Una volta, o Cristo, da Giuda il bacio tu ricevesti
Dicono, a cosa andavi incontro tu già lo sapessi
Da quella volta, credo, il bacio
La lealtà distinse dal tradimento!

Da quella volta, un po' parte di noi Giuda lo diventò
Se un po' come Cristo ci sentiamo, questo di sicuro non so
Mille baci sulle nostre labbra tratteniamo
A Te, o Signore, più di mille te ne diamo!

Se già allora tu sapevi cosa aspettarti
Oggi prego di sapere a cosa noi dobbiamo prepararci
Tu, in fondo, non eri che un Cristo
E Giuda, abbandonato al suo destino, solo!

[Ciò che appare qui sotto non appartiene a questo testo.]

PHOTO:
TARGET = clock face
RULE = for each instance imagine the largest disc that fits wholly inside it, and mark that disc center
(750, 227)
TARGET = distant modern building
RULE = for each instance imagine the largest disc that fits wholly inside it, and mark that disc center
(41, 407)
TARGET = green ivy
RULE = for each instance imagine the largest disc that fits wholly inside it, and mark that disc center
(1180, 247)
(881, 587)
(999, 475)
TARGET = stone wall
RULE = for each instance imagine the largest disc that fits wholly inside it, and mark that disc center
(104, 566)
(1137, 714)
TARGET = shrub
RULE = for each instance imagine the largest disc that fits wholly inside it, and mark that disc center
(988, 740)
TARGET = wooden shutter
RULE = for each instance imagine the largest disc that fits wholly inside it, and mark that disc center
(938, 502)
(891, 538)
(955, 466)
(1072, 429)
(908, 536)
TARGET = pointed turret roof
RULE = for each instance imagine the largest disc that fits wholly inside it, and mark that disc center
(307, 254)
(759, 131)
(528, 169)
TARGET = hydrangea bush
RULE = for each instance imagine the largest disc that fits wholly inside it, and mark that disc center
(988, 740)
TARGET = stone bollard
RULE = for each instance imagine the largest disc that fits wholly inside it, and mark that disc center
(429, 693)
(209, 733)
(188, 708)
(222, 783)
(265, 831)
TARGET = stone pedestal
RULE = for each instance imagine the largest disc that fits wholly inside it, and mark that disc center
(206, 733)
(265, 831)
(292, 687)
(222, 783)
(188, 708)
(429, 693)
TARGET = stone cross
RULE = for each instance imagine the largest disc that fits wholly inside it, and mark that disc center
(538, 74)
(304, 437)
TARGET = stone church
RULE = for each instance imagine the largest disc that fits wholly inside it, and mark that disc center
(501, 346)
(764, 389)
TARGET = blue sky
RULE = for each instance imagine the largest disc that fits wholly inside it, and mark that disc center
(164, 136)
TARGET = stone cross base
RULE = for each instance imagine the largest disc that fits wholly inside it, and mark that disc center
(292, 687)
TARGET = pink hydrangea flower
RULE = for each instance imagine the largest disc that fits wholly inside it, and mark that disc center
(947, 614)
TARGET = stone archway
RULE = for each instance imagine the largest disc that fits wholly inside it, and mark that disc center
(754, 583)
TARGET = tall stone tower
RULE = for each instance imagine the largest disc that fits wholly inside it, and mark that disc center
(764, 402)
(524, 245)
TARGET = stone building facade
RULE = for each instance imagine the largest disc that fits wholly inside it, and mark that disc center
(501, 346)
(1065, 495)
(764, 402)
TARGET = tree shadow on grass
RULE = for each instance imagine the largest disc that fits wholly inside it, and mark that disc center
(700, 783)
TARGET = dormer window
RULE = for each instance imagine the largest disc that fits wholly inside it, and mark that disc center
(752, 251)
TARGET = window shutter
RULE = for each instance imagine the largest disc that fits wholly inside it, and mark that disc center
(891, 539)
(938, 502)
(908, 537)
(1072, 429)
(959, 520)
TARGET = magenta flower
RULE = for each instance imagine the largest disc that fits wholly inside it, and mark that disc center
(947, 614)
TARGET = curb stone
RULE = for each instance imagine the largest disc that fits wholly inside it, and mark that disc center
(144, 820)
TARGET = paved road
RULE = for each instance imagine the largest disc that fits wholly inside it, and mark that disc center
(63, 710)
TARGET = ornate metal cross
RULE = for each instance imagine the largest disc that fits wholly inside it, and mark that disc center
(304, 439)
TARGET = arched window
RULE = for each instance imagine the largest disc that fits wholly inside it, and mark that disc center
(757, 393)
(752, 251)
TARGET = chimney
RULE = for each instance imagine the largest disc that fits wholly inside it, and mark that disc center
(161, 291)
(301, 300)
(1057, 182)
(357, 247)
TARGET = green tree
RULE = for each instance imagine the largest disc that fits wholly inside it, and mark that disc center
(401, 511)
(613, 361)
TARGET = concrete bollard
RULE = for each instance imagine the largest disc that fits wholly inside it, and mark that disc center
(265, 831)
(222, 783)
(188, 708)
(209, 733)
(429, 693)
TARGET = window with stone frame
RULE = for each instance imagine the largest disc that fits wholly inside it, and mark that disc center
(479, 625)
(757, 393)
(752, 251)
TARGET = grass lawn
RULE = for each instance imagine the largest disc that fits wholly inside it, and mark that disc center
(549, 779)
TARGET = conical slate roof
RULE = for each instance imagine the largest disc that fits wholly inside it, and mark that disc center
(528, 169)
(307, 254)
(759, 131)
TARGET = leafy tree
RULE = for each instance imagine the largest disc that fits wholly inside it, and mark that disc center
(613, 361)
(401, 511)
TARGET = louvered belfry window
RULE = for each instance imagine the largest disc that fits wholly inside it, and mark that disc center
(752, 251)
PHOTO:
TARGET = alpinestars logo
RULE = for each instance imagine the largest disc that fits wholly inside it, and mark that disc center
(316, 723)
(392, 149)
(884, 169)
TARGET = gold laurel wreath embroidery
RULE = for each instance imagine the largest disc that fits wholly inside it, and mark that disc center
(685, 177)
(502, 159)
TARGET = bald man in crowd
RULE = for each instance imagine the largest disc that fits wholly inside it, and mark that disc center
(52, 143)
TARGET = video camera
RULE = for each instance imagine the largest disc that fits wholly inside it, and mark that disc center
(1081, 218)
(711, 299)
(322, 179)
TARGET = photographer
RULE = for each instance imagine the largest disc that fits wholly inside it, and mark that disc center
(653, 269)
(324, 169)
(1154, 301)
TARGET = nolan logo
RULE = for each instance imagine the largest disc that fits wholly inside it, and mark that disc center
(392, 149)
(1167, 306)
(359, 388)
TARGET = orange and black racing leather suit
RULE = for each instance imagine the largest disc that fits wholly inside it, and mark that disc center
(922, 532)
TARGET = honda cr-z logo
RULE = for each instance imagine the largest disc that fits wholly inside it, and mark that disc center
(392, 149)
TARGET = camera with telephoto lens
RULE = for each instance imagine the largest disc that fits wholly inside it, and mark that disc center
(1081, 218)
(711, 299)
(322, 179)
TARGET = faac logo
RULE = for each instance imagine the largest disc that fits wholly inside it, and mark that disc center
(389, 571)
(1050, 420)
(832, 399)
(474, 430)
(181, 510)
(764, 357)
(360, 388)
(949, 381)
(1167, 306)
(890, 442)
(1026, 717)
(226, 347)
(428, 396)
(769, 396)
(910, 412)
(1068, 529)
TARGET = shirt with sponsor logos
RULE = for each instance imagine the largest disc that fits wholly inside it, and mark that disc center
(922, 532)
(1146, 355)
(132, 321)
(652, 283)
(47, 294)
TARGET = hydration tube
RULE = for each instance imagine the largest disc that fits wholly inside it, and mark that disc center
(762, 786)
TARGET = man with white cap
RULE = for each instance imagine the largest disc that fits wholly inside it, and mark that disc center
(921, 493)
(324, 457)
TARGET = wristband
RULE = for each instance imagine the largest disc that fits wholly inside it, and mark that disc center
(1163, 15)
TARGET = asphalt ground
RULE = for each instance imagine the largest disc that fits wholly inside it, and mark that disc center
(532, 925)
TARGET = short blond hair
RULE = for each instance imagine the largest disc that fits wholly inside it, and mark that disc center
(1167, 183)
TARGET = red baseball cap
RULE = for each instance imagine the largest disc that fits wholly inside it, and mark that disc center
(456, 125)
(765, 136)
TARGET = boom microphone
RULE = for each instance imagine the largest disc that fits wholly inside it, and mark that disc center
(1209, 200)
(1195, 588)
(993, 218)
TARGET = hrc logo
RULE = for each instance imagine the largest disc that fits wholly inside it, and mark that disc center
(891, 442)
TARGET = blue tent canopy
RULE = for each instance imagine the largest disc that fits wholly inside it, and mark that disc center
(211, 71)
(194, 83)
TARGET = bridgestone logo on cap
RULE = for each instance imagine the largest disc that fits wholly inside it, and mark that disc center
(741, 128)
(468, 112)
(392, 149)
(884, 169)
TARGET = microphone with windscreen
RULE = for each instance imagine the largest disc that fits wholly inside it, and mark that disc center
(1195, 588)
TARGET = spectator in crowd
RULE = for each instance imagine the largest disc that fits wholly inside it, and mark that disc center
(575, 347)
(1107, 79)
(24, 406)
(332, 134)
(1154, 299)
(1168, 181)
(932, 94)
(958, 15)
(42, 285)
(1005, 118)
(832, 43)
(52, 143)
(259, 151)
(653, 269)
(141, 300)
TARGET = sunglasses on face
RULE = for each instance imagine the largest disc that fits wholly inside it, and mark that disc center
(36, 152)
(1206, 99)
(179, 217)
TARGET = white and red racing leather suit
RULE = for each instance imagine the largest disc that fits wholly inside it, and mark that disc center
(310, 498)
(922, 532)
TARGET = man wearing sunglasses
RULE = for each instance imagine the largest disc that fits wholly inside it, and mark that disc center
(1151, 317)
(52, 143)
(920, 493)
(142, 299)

Credi se dico che i baci iniziano a farmi sentire spento?
Credi se dico Giuda più che Cristo io mi sento?
Ogni qual volta le preghiere sgorgono dalla mia anima
Peggio di Te, crocifisso, questa cosa mi disanima

Non cerco, o Cristo mio, la resurrezione
Credimi, io ogni giorno muoi e risorgo
Chiedo solo del bacio traditore l'abolizione
Che di vederlo prendersi gioco di me, di Te o Cristo, io mi accorgo!

----------


## mondishall

Jeni te mirepritur miqte e mi, Kujtim dhe broken smile, si ne mendime, sugjerime dhe me tej. Cmoj mundimin tend broken smile dhe jam kurioz se si tingellon dhe sa e shpreh italisht origjinalin. Njohesit e gjuhes italiane mund te shprehen me sakte. Faleminderit!

----------